Developer Paddy McKillen has won part of his challenge to the National Asset Management Agency.
The Supreme Court ruled that the decision made to acquire Mr McKillen's €2.1bn portfolio of loans had no legal effect.
It ruled that the decision was taken by an interim team on 11 December and 14 December in 2009, before the establishment of NAMA on 21 December of that year.
The court found that NAMA could have made a valid decision after it had been established.
But the consistent assumption by NAMA was that the decision had been made by the interim team and it did not see any necessity for a further decision.
The court found that contrary to the High Court's judgment, the interim team's decision was not given legal effect by any subsequent act or series of acts by NAMA.
It said the question of whether NAMA had made a decision to acquire Mr McKillen's assets was not a purely technical and formal one. It said such a decision was an essential step in the statutory process.
The court found that it was of critical importance in this case that NAMA had never reached the stage of serving the financial institutions involved with an acquisition schedule for Mr McKillen's loans.
The court found against Mr McKillen on the issue of the European Commission's approval of NAMA. It found NAMA had not breached the commission's decision to approve the agency.

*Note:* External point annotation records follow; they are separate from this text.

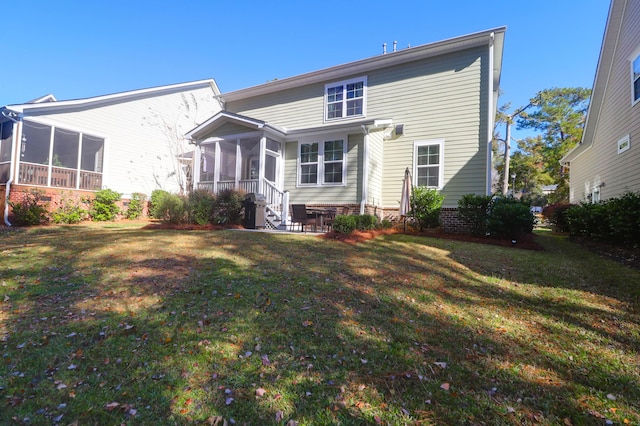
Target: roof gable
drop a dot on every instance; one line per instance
(493, 36)
(46, 103)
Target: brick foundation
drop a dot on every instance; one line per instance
(53, 198)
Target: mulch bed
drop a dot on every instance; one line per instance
(526, 242)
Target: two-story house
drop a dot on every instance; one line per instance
(606, 163)
(344, 136)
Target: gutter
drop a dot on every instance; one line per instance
(11, 168)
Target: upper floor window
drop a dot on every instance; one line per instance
(322, 163)
(346, 99)
(428, 163)
(635, 65)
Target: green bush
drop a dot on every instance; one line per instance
(556, 215)
(69, 211)
(136, 206)
(156, 201)
(509, 218)
(103, 206)
(228, 208)
(171, 208)
(425, 207)
(624, 219)
(32, 211)
(366, 222)
(473, 209)
(345, 224)
(200, 206)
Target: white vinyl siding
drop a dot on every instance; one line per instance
(614, 171)
(143, 136)
(635, 77)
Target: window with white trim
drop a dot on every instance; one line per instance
(428, 163)
(322, 163)
(635, 77)
(309, 163)
(346, 99)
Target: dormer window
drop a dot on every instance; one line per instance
(346, 99)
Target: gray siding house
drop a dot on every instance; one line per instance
(606, 163)
(128, 142)
(344, 136)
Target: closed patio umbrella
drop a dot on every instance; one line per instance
(405, 199)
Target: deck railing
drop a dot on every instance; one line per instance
(38, 174)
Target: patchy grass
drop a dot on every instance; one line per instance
(112, 323)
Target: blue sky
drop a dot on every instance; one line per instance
(78, 49)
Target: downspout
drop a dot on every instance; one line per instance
(490, 116)
(14, 151)
(365, 168)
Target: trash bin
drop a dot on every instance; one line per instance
(260, 211)
(255, 207)
(249, 212)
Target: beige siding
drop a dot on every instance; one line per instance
(444, 97)
(143, 136)
(348, 194)
(376, 168)
(601, 164)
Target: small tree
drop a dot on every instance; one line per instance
(425, 207)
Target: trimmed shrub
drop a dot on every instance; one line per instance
(136, 206)
(474, 209)
(103, 206)
(156, 200)
(509, 218)
(589, 220)
(69, 211)
(345, 224)
(228, 208)
(200, 206)
(171, 208)
(556, 215)
(366, 222)
(32, 211)
(624, 219)
(425, 207)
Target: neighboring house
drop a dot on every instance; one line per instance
(128, 142)
(343, 136)
(606, 163)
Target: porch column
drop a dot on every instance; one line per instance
(197, 160)
(263, 147)
(216, 171)
(238, 165)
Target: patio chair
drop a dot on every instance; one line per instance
(299, 215)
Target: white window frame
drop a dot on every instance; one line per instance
(321, 160)
(440, 144)
(635, 62)
(344, 100)
(624, 144)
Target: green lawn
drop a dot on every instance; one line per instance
(111, 324)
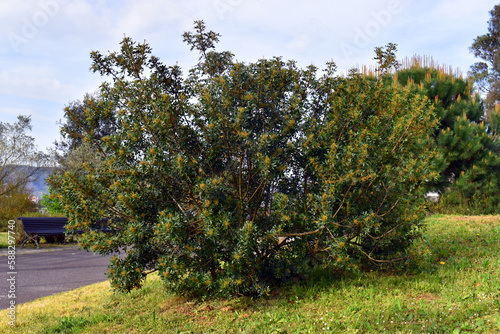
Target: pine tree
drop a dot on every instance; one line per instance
(468, 143)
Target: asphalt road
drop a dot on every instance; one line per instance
(39, 274)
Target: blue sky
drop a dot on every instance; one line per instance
(44, 54)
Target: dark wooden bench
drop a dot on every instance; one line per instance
(35, 227)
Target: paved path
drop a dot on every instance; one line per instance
(40, 273)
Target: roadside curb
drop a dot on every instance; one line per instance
(19, 250)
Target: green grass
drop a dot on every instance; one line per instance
(456, 290)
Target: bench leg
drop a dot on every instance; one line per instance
(28, 237)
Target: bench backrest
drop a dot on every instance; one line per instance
(44, 225)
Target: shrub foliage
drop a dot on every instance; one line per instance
(236, 176)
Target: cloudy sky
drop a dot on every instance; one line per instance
(44, 53)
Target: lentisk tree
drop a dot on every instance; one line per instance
(237, 175)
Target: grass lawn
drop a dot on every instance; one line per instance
(456, 290)
(4, 239)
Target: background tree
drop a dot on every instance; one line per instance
(237, 175)
(20, 162)
(468, 142)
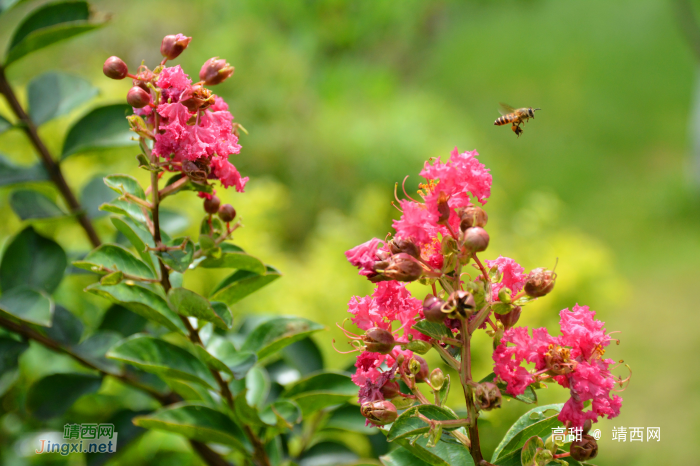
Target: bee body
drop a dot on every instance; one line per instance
(515, 117)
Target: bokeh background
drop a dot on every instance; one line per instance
(342, 99)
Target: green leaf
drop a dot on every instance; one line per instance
(66, 328)
(13, 174)
(529, 397)
(401, 457)
(197, 423)
(93, 195)
(115, 257)
(142, 301)
(162, 358)
(4, 124)
(29, 204)
(28, 305)
(281, 413)
(408, 425)
(53, 395)
(125, 184)
(242, 283)
(435, 330)
(31, 260)
(235, 260)
(125, 208)
(178, 259)
(533, 422)
(50, 24)
(54, 94)
(137, 235)
(321, 390)
(102, 128)
(348, 417)
(190, 304)
(278, 332)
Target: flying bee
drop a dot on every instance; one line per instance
(514, 116)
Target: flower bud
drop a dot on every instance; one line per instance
(227, 213)
(487, 396)
(407, 246)
(443, 209)
(437, 378)
(419, 346)
(418, 367)
(378, 340)
(476, 239)
(584, 449)
(390, 390)
(173, 45)
(540, 282)
(211, 206)
(432, 309)
(509, 320)
(504, 295)
(473, 216)
(215, 71)
(137, 97)
(403, 268)
(115, 68)
(379, 412)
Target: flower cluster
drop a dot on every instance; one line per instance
(574, 360)
(191, 128)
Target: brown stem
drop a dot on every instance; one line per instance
(52, 167)
(466, 377)
(209, 456)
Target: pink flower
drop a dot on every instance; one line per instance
(364, 256)
(228, 174)
(513, 276)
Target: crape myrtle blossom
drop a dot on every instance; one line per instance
(574, 360)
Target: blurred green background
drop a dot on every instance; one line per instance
(343, 99)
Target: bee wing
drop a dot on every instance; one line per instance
(505, 109)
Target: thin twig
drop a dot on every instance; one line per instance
(52, 167)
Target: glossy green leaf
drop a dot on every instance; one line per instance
(197, 422)
(53, 94)
(4, 124)
(321, 390)
(112, 257)
(278, 332)
(66, 328)
(28, 305)
(401, 457)
(53, 395)
(408, 425)
(162, 358)
(31, 260)
(49, 24)
(125, 184)
(281, 413)
(93, 195)
(29, 204)
(11, 173)
(138, 236)
(529, 397)
(435, 330)
(235, 260)
(127, 209)
(190, 304)
(348, 417)
(242, 283)
(142, 301)
(102, 128)
(178, 259)
(533, 422)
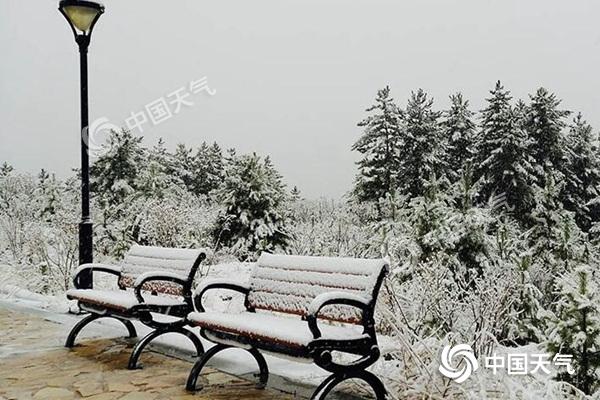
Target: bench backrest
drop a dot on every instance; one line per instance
(140, 259)
(288, 284)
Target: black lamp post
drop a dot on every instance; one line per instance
(82, 16)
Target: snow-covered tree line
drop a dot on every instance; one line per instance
(492, 220)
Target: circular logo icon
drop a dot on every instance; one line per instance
(96, 136)
(466, 362)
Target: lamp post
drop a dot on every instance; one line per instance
(82, 16)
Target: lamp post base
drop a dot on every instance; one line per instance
(85, 251)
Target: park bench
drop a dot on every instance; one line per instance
(301, 307)
(153, 282)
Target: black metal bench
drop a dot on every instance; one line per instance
(288, 300)
(151, 280)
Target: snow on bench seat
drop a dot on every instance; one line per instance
(123, 300)
(144, 259)
(288, 284)
(290, 331)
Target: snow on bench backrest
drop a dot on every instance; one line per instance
(288, 284)
(140, 259)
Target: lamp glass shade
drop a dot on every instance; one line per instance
(81, 17)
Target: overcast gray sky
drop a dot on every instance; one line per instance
(292, 77)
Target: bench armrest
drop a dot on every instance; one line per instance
(209, 284)
(160, 276)
(339, 298)
(92, 267)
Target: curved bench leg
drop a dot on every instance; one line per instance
(139, 347)
(333, 380)
(90, 318)
(197, 368)
(199, 365)
(263, 375)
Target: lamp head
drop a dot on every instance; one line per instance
(81, 16)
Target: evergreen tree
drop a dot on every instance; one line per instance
(459, 130)
(49, 192)
(253, 197)
(5, 169)
(379, 146)
(155, 178)
(114, 173)
(183, 166)
(582, 190)
(555, 241)
(421, 152)
(210, 168)
(295, 194)
(576, 329)
(504, 165)
(114, 182)
(544, 122)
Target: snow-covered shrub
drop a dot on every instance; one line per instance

The court will sit next Wednesday to hear submissions on what will happen to the other issues in Mr McKillen's appeal - the right to fair procedures, the failure of NAMA to take into account relevant factors and the constitutionality of the legislation - in the light of the fact that the court has ruled there is no decision by NAMA.
The Supreme Court's ruling today could simply mean that the NAMA board can now make an official, valid decision to acquire Mr McKillen's loans and start again with the process of acquiring them.